The report details residential and commercial development that the authors say is causing serious and irreparable harm to highly valued sites such as Jamaica Bay, West Hampton Dunes, Cheesequake State Park, and the Meadowlands Wetlands.
"Our coastal region has grown and prospered in part because three decades of monitoring and enforcement have made the area's waters more drinkable, swimable and fishable," said Carolyn Summers, Harbor Bight program director and the report's principal author. "But unrestrained and poorly planned growth is jeopardizing all that area residents have gained over that time."
"Chemical releases and runoff, unregulated growth, and destruction of our last parcels of open space is undoing 30 years of environmental progress and is threatening to diminish the quality of life for beachgoers, local residents and animals alike," noted Hank Smeal, policy analyst with NRDC's Harbor Bight program.
The report also describes how "fast-tracked" development is out-pacing land acquisition for recreational and habitat protection purposes. NRDC analysts found that state and federal agencies approved more than 98% of development projects subject to wetland permits in the years 1995-1997. The report also notes that only 14 square miles of New York City's 100 miles of wetlands remain.

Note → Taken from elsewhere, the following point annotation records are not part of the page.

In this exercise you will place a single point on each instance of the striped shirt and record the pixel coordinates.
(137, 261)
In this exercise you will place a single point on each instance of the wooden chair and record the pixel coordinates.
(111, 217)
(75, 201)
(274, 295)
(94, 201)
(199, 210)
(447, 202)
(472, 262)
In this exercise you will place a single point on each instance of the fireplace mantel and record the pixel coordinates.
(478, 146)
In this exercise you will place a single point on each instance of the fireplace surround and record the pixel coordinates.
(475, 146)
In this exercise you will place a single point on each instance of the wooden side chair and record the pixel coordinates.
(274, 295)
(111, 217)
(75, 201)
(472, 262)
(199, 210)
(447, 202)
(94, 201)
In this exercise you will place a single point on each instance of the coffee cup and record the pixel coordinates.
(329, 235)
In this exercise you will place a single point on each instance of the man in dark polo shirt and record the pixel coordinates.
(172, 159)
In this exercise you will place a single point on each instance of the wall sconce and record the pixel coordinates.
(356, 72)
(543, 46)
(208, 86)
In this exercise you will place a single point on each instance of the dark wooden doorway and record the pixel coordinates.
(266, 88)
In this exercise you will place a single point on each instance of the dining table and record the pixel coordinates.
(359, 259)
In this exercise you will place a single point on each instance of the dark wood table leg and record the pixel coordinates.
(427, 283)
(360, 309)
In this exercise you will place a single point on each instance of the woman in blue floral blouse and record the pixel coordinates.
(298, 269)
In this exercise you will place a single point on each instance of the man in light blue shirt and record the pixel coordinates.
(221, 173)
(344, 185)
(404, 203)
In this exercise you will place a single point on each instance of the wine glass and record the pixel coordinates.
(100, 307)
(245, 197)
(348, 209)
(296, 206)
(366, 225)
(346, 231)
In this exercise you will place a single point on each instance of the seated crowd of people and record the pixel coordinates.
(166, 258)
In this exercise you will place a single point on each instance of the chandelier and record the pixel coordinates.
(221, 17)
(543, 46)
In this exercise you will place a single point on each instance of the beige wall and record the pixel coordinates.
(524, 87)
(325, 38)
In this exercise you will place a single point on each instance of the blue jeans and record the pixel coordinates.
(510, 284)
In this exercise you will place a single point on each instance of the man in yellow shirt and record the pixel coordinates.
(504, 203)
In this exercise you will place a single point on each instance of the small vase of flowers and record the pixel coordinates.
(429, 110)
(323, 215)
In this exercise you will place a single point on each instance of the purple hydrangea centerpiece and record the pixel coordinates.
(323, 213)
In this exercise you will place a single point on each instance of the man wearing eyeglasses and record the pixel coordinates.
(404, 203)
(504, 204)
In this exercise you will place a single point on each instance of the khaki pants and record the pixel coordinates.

"Our report shows which communities in the region are doing a good job of managing growth and protecting waters, and which are covering their eyes and letting developers and polluters get away with openly abusing of our collective shores," noted report author Dr. Nellie Tsipoura, scientist in NRDC's Harbor Bight program.
The Natural Resources Defense Council is a national, non-profit organization of scientists, lawyers and environmental specialists dedicated to protecting public health and the environment. Founded in 1970, NRDC has more than 500,000 members nationwide, served from offices in New York, Washington, Los Angeles and San Francisco.